= Sarkic =

Lowest level of human nature in Gnosticism

Sarkic (Greek σάρξ, flesh or hylic, from the Greek ὕλη, stuff, or matter) in Gnosticism describes the lowest level of human nature—the fleshly, instinctive level. This is not the notion of body as opposed to thought; rather the sarkic level is said to be the lowest level of thought.

== Concepts ==
The concept of sarkic is used along with pneuma, which refers to spirit or soul, to describe the duality of Christ and also the Christian Church. Furthermore, such duality is used to explain the paradox of the identities of Adam and Eve.

There are thinkers such as Maximus the Confessor who associate sarkic (fleshly) with the somatic dimension (bodily) of human nature, the area where redemption must occur. There are, however, instances when they are considered near equivalent. But these states needed to be transcended to achieve a form of existence characterized by a heightened communion with God.

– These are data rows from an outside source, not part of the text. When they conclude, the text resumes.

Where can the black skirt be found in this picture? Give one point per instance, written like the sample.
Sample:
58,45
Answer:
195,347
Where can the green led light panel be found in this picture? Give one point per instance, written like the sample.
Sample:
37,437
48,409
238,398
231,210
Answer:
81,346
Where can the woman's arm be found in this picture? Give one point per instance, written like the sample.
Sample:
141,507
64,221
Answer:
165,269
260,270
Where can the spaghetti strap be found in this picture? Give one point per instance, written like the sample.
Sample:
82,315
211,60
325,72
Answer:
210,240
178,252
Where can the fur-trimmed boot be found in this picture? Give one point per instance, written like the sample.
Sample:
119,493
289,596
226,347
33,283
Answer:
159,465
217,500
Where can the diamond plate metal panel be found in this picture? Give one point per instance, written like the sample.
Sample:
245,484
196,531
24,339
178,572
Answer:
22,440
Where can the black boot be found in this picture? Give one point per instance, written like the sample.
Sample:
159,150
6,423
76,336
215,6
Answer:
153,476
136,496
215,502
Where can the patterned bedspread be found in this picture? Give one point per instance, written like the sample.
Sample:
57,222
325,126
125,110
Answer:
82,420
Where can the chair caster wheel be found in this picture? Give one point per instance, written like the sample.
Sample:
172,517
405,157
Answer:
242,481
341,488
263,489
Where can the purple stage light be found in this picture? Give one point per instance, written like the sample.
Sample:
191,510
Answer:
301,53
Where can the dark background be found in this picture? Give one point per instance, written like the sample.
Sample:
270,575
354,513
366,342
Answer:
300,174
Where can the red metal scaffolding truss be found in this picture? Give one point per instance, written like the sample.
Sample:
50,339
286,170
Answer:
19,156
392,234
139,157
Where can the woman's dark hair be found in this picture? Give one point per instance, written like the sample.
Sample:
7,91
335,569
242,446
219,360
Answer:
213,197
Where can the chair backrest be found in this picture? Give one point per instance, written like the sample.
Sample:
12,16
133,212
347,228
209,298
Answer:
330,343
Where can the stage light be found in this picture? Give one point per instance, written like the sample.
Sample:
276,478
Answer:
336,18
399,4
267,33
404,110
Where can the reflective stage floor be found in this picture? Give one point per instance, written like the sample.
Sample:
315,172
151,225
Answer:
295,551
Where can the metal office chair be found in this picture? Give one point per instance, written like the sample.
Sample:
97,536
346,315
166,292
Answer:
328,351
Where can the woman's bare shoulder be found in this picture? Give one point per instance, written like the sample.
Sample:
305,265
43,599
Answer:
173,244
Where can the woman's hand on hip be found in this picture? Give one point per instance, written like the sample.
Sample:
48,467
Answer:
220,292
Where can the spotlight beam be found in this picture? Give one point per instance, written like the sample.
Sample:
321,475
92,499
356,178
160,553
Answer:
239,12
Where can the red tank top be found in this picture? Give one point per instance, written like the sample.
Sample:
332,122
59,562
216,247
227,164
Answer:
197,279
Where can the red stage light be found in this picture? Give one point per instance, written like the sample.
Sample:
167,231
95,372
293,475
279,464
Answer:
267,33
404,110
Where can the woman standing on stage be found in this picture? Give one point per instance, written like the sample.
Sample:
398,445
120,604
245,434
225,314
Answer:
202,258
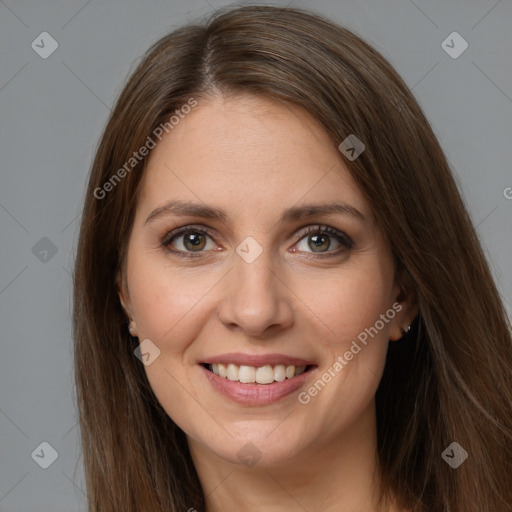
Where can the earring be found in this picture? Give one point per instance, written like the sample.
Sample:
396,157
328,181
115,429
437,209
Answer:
405,331
132,328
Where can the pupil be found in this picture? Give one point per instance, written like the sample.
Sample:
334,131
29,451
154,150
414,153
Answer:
318,241
194,241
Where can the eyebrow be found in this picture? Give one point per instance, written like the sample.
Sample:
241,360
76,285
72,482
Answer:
294,213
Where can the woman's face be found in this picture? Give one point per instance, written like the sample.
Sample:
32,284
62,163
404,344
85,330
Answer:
250,287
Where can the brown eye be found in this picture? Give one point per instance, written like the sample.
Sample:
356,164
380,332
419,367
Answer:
320,239
187,240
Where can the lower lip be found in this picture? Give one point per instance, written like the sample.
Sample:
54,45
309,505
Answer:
255,394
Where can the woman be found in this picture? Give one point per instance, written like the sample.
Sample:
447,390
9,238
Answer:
280,300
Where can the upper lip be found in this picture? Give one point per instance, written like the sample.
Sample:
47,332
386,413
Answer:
257,360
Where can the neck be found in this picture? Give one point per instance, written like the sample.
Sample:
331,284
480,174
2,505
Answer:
338,473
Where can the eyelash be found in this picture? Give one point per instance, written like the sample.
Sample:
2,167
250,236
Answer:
345,241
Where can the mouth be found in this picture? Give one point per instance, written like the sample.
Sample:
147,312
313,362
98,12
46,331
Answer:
265,375
256,380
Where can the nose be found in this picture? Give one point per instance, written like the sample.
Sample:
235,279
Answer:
256,301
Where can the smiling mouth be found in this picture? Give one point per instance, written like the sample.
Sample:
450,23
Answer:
256,375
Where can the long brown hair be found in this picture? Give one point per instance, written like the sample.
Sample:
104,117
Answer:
449,380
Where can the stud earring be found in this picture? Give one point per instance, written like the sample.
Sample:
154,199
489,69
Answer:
405,331
132,328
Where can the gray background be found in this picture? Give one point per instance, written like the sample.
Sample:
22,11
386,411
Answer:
52,112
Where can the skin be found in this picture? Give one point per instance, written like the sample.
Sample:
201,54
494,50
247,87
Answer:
254,158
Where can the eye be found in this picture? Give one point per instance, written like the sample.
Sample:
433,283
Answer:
319,239
188,240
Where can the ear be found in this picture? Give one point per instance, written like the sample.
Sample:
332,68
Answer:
124,295
406,307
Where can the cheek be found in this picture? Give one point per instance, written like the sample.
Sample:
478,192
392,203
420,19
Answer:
347,302
166,301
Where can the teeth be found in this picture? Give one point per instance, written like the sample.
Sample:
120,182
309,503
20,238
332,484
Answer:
262,375
232,372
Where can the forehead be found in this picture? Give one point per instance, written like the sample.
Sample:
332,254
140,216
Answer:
248,153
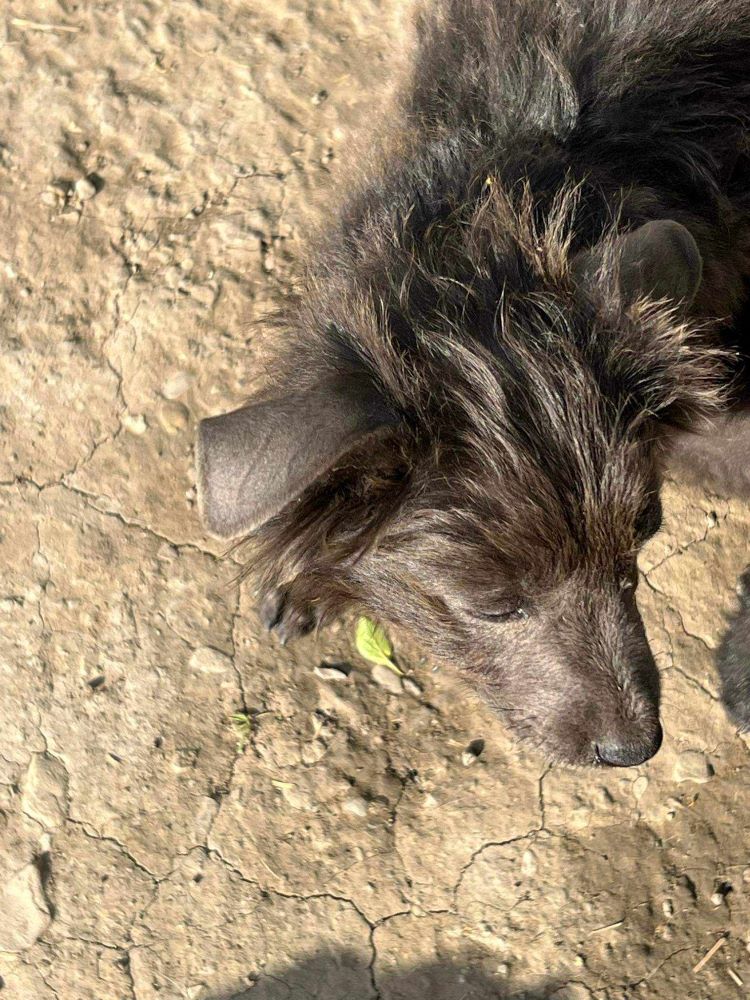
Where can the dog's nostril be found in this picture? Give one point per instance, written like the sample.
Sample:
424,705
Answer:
629,753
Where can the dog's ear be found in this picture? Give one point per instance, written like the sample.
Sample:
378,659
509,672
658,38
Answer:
255,460
660,260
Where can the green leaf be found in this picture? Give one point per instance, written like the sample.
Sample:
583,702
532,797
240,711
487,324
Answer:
243,726
372,643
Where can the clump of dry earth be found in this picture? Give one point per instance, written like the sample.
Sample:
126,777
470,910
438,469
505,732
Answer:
158,162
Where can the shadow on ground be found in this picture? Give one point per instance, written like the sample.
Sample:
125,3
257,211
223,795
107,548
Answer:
346,976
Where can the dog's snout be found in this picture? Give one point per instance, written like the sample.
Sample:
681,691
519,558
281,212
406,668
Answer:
629,752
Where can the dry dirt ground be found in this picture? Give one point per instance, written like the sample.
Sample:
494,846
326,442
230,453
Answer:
158,162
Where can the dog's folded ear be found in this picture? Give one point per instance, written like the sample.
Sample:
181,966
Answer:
659,260
255,460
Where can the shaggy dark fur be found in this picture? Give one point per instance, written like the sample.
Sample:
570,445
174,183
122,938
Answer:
502,472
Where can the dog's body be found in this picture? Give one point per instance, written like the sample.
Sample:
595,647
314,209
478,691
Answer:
494,345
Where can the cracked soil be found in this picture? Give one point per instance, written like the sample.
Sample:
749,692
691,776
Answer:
159,163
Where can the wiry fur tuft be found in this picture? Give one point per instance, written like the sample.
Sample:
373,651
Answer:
521,471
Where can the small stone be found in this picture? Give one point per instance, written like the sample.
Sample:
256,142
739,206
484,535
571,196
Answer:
328,672
210,661
639,786
692,765
85,189
384,677
528,863
45,791
135,423
472,753
174,417
176,385
355,806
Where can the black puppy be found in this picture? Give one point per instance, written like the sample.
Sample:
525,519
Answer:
492,346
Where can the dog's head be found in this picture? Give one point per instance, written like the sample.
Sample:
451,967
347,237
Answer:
489,493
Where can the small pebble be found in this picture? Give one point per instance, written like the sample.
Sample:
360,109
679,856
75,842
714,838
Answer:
385,678
639,786
355,806
692,765
328,673
85,189
176,385
472,753
135,423
174,417
528,863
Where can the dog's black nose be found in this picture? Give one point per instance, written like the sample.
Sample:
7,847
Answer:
629,753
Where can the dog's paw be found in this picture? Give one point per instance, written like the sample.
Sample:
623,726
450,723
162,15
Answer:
287,619
733,660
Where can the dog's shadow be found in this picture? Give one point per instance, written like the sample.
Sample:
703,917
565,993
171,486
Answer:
346,976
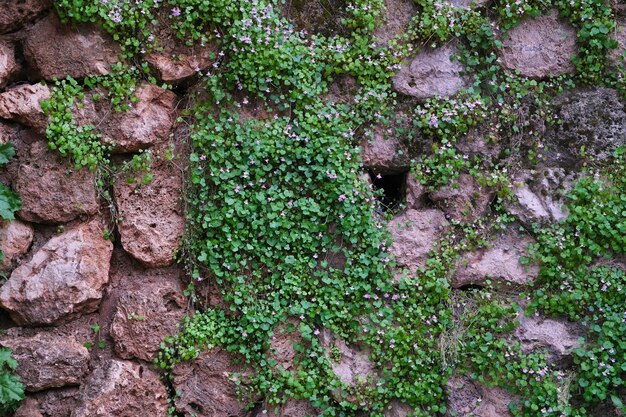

Sarkic is also used in Christian terms such as Paul's description of Abraham's children as sarkic children who have the pneuma of Christ. In his classification of humanity in his attempt to address the so-called "gentile problem", he labeled all as sarkic: sarkic Jews who have Christ's pneuma; sarkic Jews who lack Christ's pneuma; sarkic gentiles who have Christ's pneuma; and, sarkic gentiles who lack Christ's pneuma.

Paul also linked sarkic to the concept of hamartia, with the former serving as the force of the latter, capable of overcoming individual action and will.

== Popular culture ==
Sarkicism is a religion documented in SCP Foundation entries.